Transforming to me is not just doing something different. It is doing something I hadn’t thought about previously, or perhaps didn’t know how to make happen. It’s about treating a customer differently, perhaps through a mobile app. No disruption or transformation is without risk. Digital transformation is often about chasing the ‘shiny object.’ The cool stuff. In the process of chasing the cool stuff, a couple of key things are forgotten, or downplayed. Like data. Like scale. Like integration. Like security. Like legacy apps that are not going to be going away any time soon because a company has invested millions.

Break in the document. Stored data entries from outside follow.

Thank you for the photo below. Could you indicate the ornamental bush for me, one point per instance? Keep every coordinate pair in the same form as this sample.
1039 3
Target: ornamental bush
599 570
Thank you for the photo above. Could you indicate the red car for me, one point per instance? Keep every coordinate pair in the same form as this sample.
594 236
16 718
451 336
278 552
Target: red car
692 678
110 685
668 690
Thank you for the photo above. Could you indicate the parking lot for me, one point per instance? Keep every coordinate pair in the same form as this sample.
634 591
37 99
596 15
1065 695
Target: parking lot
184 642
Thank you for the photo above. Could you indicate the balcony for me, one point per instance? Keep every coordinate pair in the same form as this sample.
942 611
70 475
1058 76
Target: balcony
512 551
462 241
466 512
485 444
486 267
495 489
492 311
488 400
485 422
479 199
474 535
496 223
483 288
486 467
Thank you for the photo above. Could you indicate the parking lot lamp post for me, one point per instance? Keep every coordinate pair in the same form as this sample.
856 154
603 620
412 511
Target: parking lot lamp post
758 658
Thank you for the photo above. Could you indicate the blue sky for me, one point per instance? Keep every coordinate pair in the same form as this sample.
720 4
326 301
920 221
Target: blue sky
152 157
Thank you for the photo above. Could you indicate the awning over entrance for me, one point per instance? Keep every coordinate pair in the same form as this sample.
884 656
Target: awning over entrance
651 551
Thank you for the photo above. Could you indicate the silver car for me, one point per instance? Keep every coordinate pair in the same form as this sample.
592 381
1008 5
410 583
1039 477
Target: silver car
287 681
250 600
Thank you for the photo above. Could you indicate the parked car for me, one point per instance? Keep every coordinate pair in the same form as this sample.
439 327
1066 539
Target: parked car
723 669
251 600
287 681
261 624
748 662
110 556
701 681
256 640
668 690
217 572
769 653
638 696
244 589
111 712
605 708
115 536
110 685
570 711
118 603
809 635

While many companies speak to the transformation rhetoric, not many are thinking about the costs, people readiness, management and employee training, and ultimately risks associated with transforming a company or business unit. Doing a transformation ‘on the cheap’ isn’t going to transform anything. It’s probably going to put a coat of paint on an existing process or capability, thus giving themselves high-fives that they have actually transformed. But they haven’t actually done anything. So what does it take to really transform and disrupt a business?
Teamwork
It takes teamwork. Real teamwork. Starting with the executives. Getting a team together that are all on the same page, believe in the same outcomes, are willing to take the risks (not reckless risks), and be capable of rising above the fray when it doesn’t work right the first time. Understanding the internal capabilities of employees and working to get these employees ready for the game. You know many companies that are capable of this? I don’t. They’re out there, but few and far between.
Education and training. How many companies take the time to educate people on what transforming a business is actually all about? Talking up what transformation and disruption actually means. Take the fear out, letting people know up-front that their jobs might pivot to something new and different. That should be exciting to most people, but unfortunately, it is not. Most people don’t like change. They like their 9-5 gig for all sorts of reasons. And they cannot envision that their job might actually be redundant and replaced by technology. So, it is our job as executives to help people ‘mind change’ from the here-and-now into contemplating something new in their lives. Something that they can brag about with the neighbors that they were a part of creating. Now wouldn’t that be cool?
Next time
The next time someone says they’re transforming their company or way of working, be bold and ask them what they mean. Ask them if they’re doing it because everyone else is, or if they’re really going to shake the tree and potentially disrupt their industry or competitors. Ask them if they’ve prepared the people that will actually be doing the ‘transforming’ and the people that will be receiving the outcomes of the transformation. If they don’t respond or know what you’re talking about, be bold and tell them that their version of transformation might just be an accident waiting to happen. And a costly one at that. Then again, if they ask you to sign an NDA, they just might be on to something!